Annuities and Survivors Pension Payments.
You might be kissing a hefty survivor’s pension (corporate or military) goodbye when you kiss your new spouse. Check them all out before heading to the altar.
There may be some tax planning advantages to marrying if estate taxes are a concern because many planning techniques are available to married couples only. Income taxes might also drop if one spouse is earning significantly more than his or her new spouse. On the other hand, many income tax breaks phase out for couples at less than twice the phase-out level for a single person.
Long Term Care (Nursing Home) or Medicaid Planning.
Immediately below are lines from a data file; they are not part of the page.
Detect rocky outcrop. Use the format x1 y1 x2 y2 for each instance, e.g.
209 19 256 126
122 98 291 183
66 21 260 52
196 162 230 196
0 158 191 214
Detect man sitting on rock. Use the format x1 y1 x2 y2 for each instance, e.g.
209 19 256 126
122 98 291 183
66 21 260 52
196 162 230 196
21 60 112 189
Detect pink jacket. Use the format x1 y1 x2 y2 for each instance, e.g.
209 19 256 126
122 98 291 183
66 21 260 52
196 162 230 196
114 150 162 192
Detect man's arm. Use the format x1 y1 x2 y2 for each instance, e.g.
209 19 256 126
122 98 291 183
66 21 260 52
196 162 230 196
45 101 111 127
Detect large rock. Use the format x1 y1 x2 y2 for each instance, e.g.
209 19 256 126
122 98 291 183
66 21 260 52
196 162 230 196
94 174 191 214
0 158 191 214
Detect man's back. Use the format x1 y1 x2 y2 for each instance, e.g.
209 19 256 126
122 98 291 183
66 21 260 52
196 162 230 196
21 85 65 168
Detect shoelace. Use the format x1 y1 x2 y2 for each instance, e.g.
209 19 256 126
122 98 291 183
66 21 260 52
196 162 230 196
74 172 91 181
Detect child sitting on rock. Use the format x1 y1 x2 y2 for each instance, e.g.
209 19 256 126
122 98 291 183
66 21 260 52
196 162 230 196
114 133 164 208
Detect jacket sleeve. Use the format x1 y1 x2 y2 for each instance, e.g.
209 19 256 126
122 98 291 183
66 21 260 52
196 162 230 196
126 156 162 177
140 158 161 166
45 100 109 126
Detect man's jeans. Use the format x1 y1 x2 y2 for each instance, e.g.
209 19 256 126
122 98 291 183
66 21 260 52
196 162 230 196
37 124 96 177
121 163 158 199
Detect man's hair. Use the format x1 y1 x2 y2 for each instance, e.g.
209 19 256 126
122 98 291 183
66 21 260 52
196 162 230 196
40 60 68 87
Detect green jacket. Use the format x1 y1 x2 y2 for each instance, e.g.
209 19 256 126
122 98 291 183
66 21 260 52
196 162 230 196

A big consideration for older people considering remarriage. Medicaid rules and regulations do not care at all what sorts of plans or promises a couple has made when it comes to Medicaid and nursing home benefits. A carefully drafted prenuptial agreement is worthless. All Medicaid programs consider the assets of the couple. While rare, some couples have divorced within a few years of marriage when one spouse in declining health (usually the “poorer” spouse) has entered a nursing home.
It may be sad to see, but some couples are electing to do exactly what they would have DIED seeing their children do 30 years ago . . . moving in with a boyfriend or girlfriend!